Lively, entertaining reviews of, and essays on, old and newer films and everything relating to them, written by professional author William Schoell.

Thursday, February 22, 2018


SNAKES AND LADDERS. Dirk Bogarde. 1978; Chatto and Windus.

By the time this book came out, Bogarde had already written one autobiography which only went up to age eighteen. I was more interested in this second volume, which covered his career as an actor. Bogarde begins with large sections on his military career, pretty much glosses over his role as Dr. Simon Sparrow in the "doctor" films, and goes into more detail on working with (exasperating) close friend Judy Garland on I Could Go On Singing. He also describes his working relationship with Luchino Visconti, who directed him in The Damned and Death in Venice. Bogarde relates how he decided to star in Victim, about a closeted married gay man being blackmailed, after virtually every other actor turned the role down. Ironically, Bogarde doesn't come out about his own sexuality, but if you read between the lines it is clear that he had a long-time partnership with his theatrical manager Anthony Forwood, who was briefly married to Glynis Johns; Bogarde never married. (Forwood was also an actor who appeared in such films as the British Black Widow.) Snakes and Ladders is very well-written by Bogarde himself, but I just wish there had been a lot more about individual pictures -- there's not one word about one of his best films, Libel, for instance -- his co-workers, on the set anecdotes, and the like. But then, Bogarde was not out to write a "typical" show biz memoir.  One suspects, however, that if he had been more forthright on his sexuality, the book would have had even more depth and resonance.
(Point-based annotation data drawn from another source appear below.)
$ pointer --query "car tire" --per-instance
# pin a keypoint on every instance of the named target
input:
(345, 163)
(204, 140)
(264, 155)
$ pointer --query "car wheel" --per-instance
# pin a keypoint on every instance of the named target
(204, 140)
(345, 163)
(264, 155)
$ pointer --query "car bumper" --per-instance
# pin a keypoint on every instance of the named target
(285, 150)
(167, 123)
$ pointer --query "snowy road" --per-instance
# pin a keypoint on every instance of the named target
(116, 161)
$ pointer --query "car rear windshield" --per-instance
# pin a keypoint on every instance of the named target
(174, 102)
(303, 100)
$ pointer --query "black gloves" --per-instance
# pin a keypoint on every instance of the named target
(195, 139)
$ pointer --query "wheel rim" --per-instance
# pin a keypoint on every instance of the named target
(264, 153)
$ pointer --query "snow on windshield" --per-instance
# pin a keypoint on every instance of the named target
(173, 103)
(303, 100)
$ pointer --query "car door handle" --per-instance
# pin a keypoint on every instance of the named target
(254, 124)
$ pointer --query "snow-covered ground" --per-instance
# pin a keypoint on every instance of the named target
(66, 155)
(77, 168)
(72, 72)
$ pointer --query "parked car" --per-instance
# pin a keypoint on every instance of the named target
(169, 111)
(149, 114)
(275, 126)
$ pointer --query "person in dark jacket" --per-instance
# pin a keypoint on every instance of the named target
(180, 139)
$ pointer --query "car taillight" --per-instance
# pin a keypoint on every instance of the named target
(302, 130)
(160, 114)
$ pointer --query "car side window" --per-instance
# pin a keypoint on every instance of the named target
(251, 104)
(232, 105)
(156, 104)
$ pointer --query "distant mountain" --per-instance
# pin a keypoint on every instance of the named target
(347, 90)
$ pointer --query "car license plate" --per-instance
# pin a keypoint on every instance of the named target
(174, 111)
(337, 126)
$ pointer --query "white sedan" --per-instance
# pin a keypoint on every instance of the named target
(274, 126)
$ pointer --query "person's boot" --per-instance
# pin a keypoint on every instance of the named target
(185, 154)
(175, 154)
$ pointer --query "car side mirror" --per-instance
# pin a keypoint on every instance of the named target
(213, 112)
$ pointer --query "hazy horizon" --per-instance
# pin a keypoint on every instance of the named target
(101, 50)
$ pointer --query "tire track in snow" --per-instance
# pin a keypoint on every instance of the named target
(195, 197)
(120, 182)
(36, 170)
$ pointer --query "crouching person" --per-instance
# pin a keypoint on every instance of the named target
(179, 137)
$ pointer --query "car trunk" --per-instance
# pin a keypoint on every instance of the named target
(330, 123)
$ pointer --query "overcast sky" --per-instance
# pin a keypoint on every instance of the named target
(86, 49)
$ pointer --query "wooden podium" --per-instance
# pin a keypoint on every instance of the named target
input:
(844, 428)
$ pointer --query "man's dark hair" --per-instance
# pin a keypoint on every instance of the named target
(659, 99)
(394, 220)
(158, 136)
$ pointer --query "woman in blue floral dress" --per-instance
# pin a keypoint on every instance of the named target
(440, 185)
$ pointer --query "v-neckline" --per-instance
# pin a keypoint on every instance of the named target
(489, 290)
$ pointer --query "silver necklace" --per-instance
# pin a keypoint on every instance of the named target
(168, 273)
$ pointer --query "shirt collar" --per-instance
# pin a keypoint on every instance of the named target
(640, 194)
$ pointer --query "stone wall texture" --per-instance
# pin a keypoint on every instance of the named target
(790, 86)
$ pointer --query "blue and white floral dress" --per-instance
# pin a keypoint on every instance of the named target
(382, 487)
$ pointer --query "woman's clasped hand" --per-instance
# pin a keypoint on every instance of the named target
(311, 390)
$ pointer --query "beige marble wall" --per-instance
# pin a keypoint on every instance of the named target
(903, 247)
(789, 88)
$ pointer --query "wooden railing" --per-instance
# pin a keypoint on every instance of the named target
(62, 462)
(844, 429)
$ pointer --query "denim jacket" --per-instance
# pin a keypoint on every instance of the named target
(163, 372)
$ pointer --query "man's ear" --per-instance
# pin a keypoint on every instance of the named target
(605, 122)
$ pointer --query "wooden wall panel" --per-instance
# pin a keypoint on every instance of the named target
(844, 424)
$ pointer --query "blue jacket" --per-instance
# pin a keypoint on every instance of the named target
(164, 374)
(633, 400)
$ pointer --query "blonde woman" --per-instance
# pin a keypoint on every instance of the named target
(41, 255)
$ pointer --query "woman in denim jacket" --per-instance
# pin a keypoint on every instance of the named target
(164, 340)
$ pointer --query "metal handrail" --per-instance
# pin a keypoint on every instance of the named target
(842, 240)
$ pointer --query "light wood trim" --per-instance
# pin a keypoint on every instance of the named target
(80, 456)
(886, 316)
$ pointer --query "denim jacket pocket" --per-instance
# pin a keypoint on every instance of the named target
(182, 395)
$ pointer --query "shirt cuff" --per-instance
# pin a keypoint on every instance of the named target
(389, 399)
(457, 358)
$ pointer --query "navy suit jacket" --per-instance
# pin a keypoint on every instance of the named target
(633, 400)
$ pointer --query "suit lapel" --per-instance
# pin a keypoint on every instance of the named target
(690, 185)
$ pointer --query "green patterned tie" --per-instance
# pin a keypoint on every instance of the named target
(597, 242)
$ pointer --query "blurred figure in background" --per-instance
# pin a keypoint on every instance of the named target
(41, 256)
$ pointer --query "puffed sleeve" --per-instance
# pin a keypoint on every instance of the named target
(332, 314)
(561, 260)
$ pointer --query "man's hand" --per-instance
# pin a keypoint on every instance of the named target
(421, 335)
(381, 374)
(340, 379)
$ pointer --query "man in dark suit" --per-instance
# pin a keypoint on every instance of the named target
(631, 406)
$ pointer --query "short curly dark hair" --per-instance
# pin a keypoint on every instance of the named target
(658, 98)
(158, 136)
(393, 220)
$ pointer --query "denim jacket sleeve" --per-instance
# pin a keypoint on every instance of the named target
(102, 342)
The idea of his starring in Victim when he himself was closeted, is striking in its bravery.

Verdict: Not exactly "dishy," but a pretty good read. ***.


angelman66 said...

Interesting, Bill; I always thought of Bogarde as openly gay, but in those days I guess that meant living openly but oh so discreetly with another man and never, ever mentioning your private reporter ever asked him, I'm sure, just as they never asked President Kennedy about his extramarital affairs. Simply was not done in those days...except in the sleazy tabloids, and Bogarde was too elite an actor to be involved in all that rubbish, I guess.

William said...

Yes, it was the time period when reporters stayed away from embarrassing questions. I think some people figured he wouldn't have played the role in Victim if he himself were gay.